Environment Installation
IMPORTANT
Requires R >= 4.4.0. Bioconductor installation is recommended.
# Install via Bioconductor
if (!requireNamespace("BiocManager", quietly = TRUE))
install.packages("BiocManager")
BiocManager::install('Banksy')
# Or install the latest version from GitHub
if (!requireNamespace("remotes", quietly = TRUE))
install.packages("remotes")
remotes::install_github("prabhakarlab/Banksy")TIP
It is recommended to also install SpatialExperiment, scuttle, scater, ggplot2, and cowplot for data processing and visualization.
BiocManager::install(c("SpatialExperiment", "scuttle", "scater"))
install.packages(c("ggplot2", "cowplot"))Example Workflow
# Load required packages
library(Banksy)
library(SpatialExperiment)
library(scuttle)
library(scater)
library(ggplot2)
library(cowplot)
# Construct SpatialExperiment object
se <- SpatialExperiment(assay = list(counts = gcm), spatialCoords = locs)
# Quality control and normalization
qcstats <- perCellQCMetrics(se)
thres <- quantile(qcstats$total, c(0.05, 0.98))
keep <- (qcstats$total > thres[1]) & (qcstats$total < thres[2])
se <- se[, keep]
se <- computeLibraryFactors(se)
assay(se, "normcounts") <- normalizeCounts(se, log = FALSE)
# Compute Banksy neighborhood features
lambda <- c(0, 0.2)
k_geom <- c(15, 30)
se <- Banksy::computeBanksy(se, assay_name = "normcounts", compute_agf = TRUE, k_geom = k_geom)
# Dimensionality reduction and clustering
set.seed(1000)
se <- Banksy::runBanksyPCA(se, use_agf = TRUE, lambda = lambda)
se <- Banksy::runBanksyUMAP(se, use_agf = TRUE, lambda = lambda)

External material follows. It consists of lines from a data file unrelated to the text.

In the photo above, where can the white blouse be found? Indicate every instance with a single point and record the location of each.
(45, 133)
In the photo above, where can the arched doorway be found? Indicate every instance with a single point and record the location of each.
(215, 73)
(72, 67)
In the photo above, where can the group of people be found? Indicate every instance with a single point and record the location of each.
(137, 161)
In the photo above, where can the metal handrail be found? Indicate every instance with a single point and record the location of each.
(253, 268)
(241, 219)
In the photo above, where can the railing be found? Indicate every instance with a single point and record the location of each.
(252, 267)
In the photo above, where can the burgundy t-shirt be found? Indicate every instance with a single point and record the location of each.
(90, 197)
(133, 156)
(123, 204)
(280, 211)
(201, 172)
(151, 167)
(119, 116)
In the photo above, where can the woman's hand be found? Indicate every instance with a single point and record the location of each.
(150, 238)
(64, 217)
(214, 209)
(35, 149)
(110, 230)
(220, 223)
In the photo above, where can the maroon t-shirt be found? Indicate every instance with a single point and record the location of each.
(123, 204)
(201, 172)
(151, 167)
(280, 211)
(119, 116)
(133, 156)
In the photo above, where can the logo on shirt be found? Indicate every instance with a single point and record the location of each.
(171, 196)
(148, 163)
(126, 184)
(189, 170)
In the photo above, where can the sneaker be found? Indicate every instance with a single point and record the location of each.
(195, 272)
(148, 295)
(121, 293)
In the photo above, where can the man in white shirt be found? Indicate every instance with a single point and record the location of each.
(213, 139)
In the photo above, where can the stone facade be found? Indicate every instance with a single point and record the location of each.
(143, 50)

se <- Banksy::clusterBanksy(se, use_agf = TRUE, lambda = lambda, resolution = 1.2)
se <- Banksy::connectClusters(se)
# Visualization
cnames <- colnames(colData(se))
cnames <- cnames[grep("^clust", cnames)]
colData(se) <- cbind(colData(se), spatialCoords(se))
plot_nsp <- plotColData(se, x = "sdimx", y = "sdimy", point_size = 0.6, colour_by = cnames[1])
plot_bank <- plotColData(se, x = "sdimx", y = "sdimy", point_size = 0.6, colour_by = cnames[2])
plot_grid(plot_nsp + coord_equal(), plot_bank + coord_equal(), ncol = 2)Parameter Description
| Parameter | Description |
|---|---|
| lambda | Weight of spatial neighborhood features; 0 for non-spatial, 0.2 recommended for cell typing. |
| k_geom | Number of spatial neighbors, recommended 15 and 30. |
| use_agf | Whether to use neighborhood mean and gradient features. |
| resolution | Clustering resolution, affects the number of clusters. |
| assay_name | Name of the expression matrix used (e.g., normcounts). |
WARNING
- The recommended lambda value may differ for datasets with different spatial resolutions; see the official documentation for details.
- For large datasets, high-performance computing resources are recommended.
Main Results Interpretation
- Clustering labels: The clust_* columns in colData(se) correspond to clustering results under different lambda values.
- Dimensionality reduction: UMAP and other coordinates are stored in reducedDims(se).
- Visualization: Use plotColData, plotReducedDim, etc., to visualize spatial clustering.
NOTE
Banksy clustering results can be used for downstream spatial subtype analysis, domain identification, microenvironment studies, etc.